Metadata-Version: 2.1
Name: grobid
Version: 0.1.3
Summary: Python library for serializing GROBID TEI XML to dataclass
Home-page: https://github.com/ram02z/grobid
License: MIT
Keywords: GROBID,XML,dataclass
Author: Omar Zeghouani
Author-email: omarzeghouanii@gmail.com
Requires-Python: >=3.10,<4.0
Classifier: License :: OSI Approved :: MIT License
Classifier: Programming Language :: Python :: 3
Classifier: Programming Language :: Python :: 3.10
Classifier: Topic :: Software Development :: Libraries :: Python Modules
Provides-Extra: json
Requires-Dist: bs4 (>=0.0.1,<0.0.2)
Requires-Dist: httpx (>=0.23.0,<0.24.0)
Requires-Dist: lxml (>=4.9.1,<5.0.0)
Requires-Dist: mashumaro (>=3.0.3,<4.0.0); extra == "json"
Project-URL: Repository, https://github.com/ram02z/grobid
Description-Content-Type: text/markdown

# grobid
> Python library for serializing GROBID TEI XML to [dataclasses](https://docs.python.org/3/library/dataclasses.html)
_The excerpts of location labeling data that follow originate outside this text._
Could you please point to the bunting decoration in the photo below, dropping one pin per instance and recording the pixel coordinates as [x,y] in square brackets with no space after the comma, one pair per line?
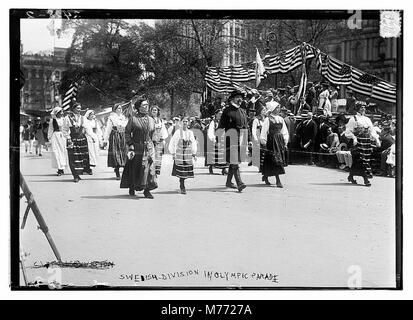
[225,79]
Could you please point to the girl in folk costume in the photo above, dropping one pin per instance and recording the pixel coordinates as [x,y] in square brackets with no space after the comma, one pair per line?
[158,137]
[360,129]
[57,137]
[93,133]
[218,145]
[324,100]
[115,135]
[334,99]
[77,148]
[183,148]
[274,138]
[256,132]
[139,173]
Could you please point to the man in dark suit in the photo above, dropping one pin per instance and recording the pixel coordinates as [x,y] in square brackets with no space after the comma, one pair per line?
[235,123]
[308,132]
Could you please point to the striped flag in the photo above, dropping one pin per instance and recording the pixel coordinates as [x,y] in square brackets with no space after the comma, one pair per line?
[259,69]
[70,95]
[333,70]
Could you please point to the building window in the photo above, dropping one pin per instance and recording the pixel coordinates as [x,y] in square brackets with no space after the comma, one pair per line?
[357,52]
[338,53]
[381,49]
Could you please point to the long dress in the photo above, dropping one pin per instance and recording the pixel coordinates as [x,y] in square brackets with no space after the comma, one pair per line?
[325,102]
[78,152]
[115,135]
[158,139]
[94,138]
[57,138]
[139,173]
[275,132]
[361,128]
[217,154]
[183,145]
[255,132]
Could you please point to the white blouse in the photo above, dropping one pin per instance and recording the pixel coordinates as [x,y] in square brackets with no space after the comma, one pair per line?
[185,135]
[266,127]
[114,120]
[363,121]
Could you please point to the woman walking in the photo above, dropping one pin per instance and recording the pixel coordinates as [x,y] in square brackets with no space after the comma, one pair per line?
[139,173]
[93,134]
[360,129]
[183,148]
[217,140]
[158,138]
[115,136]
[57,138]
[77,148]
[274,138]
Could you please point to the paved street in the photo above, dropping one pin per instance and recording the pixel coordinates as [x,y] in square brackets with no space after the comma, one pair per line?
[308,234]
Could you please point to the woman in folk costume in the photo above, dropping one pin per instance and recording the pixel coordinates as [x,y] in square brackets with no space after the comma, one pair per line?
[158,137]
[57,137]
[360,129]
[183,148]
[274,138]
[139,173]
[324,100]
[77,148]
[93,134]
[217,143]
[256,132]
[115,135]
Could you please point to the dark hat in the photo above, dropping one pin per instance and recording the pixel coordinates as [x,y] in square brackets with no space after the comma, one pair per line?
[235,93]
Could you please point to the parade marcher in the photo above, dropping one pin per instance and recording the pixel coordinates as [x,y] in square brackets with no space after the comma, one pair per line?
[324,100]
[307,131]
[115,135]
[350,102]
[93,134]
[334,98]
[290,122]
[77,148]
[38,137]
[26,138]
[139,173]
[58,139]
[218,144]
[183,148]
[234,118]
[256,132]
[360,129]
[158,138]
[274,138]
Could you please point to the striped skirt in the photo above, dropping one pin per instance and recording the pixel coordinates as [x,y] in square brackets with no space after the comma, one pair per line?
[361,157]
[117,149]
[159,149]
[78,154]
[183,165]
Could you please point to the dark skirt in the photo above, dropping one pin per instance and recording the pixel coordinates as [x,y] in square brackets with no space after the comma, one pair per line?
[79,154]
[158,157]
[139,173]
[361,157]
[117,149]
[274,158]
[183,167]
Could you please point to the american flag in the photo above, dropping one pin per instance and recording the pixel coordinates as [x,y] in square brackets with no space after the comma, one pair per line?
[333,70]
[70,95]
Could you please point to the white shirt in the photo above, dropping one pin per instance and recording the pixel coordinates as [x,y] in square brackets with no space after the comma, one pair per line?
[266,127]
[185,135]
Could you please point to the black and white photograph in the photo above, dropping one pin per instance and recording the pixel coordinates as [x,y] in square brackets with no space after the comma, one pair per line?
[206,149]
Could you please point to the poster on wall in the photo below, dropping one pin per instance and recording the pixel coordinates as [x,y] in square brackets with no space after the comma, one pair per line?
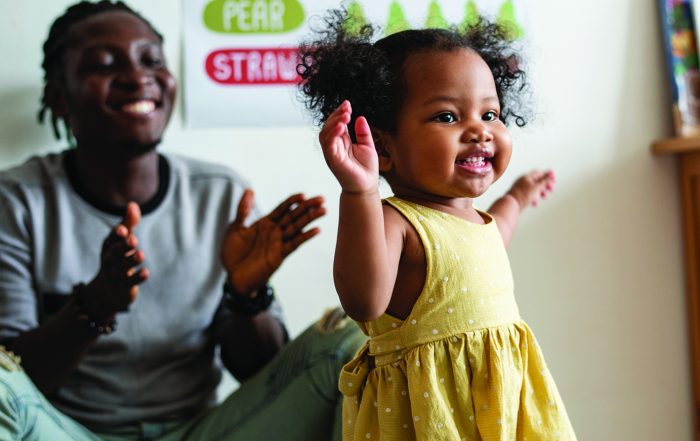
[240,56]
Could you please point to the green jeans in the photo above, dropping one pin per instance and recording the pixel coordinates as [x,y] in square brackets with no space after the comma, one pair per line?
[295,397]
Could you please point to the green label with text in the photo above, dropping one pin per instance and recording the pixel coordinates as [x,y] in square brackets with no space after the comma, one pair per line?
[253,16]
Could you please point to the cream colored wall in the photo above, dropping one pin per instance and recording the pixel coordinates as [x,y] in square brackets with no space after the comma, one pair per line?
[598,268]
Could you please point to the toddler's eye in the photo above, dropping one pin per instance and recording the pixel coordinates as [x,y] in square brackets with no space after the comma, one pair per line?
[489,116]
[446,117]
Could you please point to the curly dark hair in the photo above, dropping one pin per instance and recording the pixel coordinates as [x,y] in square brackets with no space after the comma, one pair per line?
[343,63]
[59,40]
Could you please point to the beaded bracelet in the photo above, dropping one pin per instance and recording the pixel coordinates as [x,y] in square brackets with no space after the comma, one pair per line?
[100,328]
[249,306]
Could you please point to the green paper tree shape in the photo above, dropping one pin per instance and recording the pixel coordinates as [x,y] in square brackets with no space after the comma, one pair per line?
[397,19]
[435,18]
[471,15]
[507,19]
[356,19]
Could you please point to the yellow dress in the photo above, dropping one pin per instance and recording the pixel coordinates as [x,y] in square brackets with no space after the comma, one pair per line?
[462,365]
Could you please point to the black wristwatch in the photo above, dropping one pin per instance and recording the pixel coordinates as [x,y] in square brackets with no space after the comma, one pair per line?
[246,305]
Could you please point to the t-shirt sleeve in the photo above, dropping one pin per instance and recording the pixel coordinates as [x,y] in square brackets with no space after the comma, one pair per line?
[18,304]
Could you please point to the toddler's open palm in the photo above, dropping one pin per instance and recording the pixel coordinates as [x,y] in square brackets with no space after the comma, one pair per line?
[356,166]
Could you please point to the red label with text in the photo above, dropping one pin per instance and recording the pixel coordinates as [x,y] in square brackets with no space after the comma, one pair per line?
[258,66]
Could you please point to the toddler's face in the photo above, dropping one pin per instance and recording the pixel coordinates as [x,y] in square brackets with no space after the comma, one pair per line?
[449,141]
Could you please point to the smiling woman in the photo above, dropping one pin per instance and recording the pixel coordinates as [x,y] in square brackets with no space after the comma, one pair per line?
[126,350]
[114,84]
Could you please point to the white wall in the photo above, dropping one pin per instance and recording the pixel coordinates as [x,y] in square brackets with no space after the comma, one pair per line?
[598,268]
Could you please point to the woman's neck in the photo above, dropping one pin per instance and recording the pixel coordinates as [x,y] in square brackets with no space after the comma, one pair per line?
[115,180]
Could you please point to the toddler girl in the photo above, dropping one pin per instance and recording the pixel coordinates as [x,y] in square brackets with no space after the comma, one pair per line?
[424,272]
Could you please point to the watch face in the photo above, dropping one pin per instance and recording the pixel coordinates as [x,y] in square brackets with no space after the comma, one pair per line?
[245,305]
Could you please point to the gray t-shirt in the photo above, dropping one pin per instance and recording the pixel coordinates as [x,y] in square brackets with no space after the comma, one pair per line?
[160,364]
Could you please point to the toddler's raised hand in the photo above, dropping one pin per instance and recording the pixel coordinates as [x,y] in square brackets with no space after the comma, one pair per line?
[356,166]
[532,187]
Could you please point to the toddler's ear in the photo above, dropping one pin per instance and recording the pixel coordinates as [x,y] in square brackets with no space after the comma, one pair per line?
[54,98]
[381,143]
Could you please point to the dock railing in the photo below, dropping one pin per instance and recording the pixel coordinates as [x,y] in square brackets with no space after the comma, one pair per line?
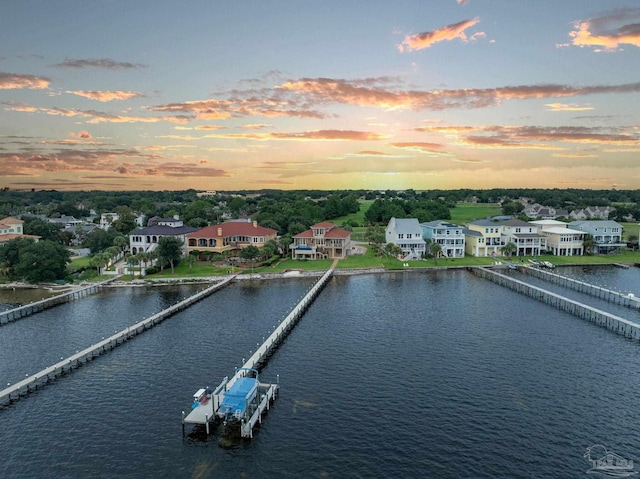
[625,299]
[14,391]
[41,305]
[612,322]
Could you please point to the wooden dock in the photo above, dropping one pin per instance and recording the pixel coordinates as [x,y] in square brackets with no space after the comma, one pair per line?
[14,391]
[625,299]
[206,413]
[37,306]
[612,322]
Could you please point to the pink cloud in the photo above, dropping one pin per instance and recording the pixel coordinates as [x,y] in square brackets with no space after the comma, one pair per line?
[15,81]
[419,41]
[105,96]
[610,31]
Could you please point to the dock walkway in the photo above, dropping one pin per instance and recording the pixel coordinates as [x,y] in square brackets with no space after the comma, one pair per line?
[204,413]
[612,322]
[625,299]
[37,306]
[14,391]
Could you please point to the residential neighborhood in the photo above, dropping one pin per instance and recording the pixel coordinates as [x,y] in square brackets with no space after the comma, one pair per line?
[217,228]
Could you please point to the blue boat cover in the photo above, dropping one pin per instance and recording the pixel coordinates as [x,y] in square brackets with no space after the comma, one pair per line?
[242,392]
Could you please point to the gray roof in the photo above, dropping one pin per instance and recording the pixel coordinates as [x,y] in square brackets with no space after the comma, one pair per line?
[485,222]
[407,225]
[469,232]
[439,224]
[164,230]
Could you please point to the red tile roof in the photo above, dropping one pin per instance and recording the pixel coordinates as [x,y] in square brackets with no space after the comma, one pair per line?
[232,228]
[334,232]
[10,236]
[323,224]
[337,233]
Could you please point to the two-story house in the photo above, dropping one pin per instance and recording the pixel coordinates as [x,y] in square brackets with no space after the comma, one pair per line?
[607,234]
[406,233]
[231,236]
[322,240]
[11,228]
[450,237]
[146,239]
[107,218]
[484,238]
[561,240]
[525,236]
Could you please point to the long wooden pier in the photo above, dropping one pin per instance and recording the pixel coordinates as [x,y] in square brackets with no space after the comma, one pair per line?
[625,299]
[37,306]
[205,413]
[612,322]
[14,391]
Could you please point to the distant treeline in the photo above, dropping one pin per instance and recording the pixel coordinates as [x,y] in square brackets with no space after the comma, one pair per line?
[289,211]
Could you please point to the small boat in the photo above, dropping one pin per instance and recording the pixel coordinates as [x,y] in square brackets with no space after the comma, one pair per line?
[240,398]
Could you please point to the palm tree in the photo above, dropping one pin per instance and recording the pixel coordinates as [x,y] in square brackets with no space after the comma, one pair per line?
[99,260]
[435,249]
[509,249]
[190,259]
[588,242]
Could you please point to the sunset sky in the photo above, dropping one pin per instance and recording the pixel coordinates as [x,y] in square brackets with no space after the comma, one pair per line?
[322,94]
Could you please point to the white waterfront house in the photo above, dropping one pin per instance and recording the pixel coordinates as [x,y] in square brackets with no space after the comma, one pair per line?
[107,218]
[146,239]
[561,240]
[484,238]
[406,233]
[607,234]
[450,237]
[525,236]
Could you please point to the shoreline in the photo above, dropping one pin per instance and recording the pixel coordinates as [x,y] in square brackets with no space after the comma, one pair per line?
[64,288]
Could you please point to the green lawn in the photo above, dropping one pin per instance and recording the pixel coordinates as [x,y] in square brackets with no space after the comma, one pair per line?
[355,217]
[464,213]
[630,229]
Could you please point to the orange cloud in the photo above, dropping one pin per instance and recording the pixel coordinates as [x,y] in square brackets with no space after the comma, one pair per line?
[609,31]
[539,137]
[270,107]
[15,81]
[317,135]
[124,162]
[566,107]
[423,40]
[105,63]
[85,135]
[367,95]
[209,127]
[422,147]
[105,96]
[97,116]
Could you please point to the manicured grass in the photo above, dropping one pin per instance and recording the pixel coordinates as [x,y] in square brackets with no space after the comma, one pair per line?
[79,263]
[630,229]
[464,213]
[357,217]
[198,270]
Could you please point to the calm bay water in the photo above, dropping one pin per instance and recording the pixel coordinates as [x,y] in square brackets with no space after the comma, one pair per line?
[396,375]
[![Build Status](https://github.com/ram02z/grobid/workflows/tests/badge.svg)](https://github.com/ram02z/grobid/actions)
[![Coverage Status](https://coveralls.io/repos/github/ram02z/grobid/badge.svg)](https://coveralls.io/github/ram02z/grobid)
[![Latest Version](https://img.shields.io/pypi/v/grobid.svg)](https://pypi.python.org/pypi/grobid)
[![Python Version](https://img.shields.io/pypi/pyversions/grobid.svg)](https://pypi.python.org/pypi/grobid)
[![License](https://img.shields.io/badge/MIT-blue.svg)](https://opensource.org/licenses/MIT)

## Installation

Use `pip` to install:

```shell
$ pip install grobid
$ pip install grobid[json] # for JSON serializable dataclass objects
```


You can also download the `.whl` file from the release section:

```shell
$ pip install *.whl
```

## Usage

### Client

In order to convert an academic PDF to TEI XML file, we use GROBID's REST
services. Specifically the [processFulltextDocument](https://grobid.readthedocs.io/en/latest/Grobid-service/#apiprocessfulltextdocument) endpoint.


```python
from pathlib import Path
from grobid.models.form import Form, File
from grobid.models.response import Response

pdf_file = Path("<your-academic-article>.pdf")
with open(pdf_file, "rb") as file:
    form = Form(
        file=File(
            payload=file.read(),
            file_name=pdf_file.name,
            mime_type="application/pdf",
        )
    )
    c = Client(base_url="<base-url>", form=form)
    try:
        xml_content = c.sync_request().content  # TEI XML file in bytes
    except GrobidClientError as e:
        print(e)
```

where `base-url` is the URL of the GROBID REST service

> You can use `https://cloud.science-miner.com/grobid/` to test

#### [Form](https://github.com/ram02z/grobid/blob/master/src/grobid/models/form.py#L20)

The `Form` class supports most of the optional parameters of the processFulltextDocument
endpoint.


### Parser

If you want to serialize the XML content, we can use the `Parser` class to
create [dataclasses](https://docs.python.org/3/library/dataclasses.html)
objects.

Not all of the GROBID annoation guidelines are met, but compliance is a goal.
See [#1](https://github.com/ram02z/grobid/issues/1).

```python
from grobid.tei import Parser

xml_content: bytes
parser = Parser(xml_content)
article = parser.parse()
article.to_json()  # throws RuntimeError if extra require 'json' not installed
```

where `xml_content` is the same as in [Client section](#client)

Alternately, you can load the XML from a file:

```python
from grobid.tei import Parser

with open("<your-academic-article>.xml", "rb") as xml_file:
  xml_content = xml_file.read()
  parser = Parser(xml_content)
  article = parser.parse()
  article.to_json()  # throws RuntimeError if extra require 'json' not installed
```

We use [mashumaro](https://github.com/Fatal1ty/mashumaro) to serialize the
dataclasses into JSON (mashumaro supports other formats, you can submit a PR if
you want). By default, mashumaro isn't installed, use `pip install
grobid[json]`.

## License

MIT

## Contributing

You are welcome to add missing features by submitting a PR, however, I won't be
accepting any requests other than GROBID annotation compliance.

## Disclaimer

This module was originally part of a group university project, however, all the
code and tests was also authored by me.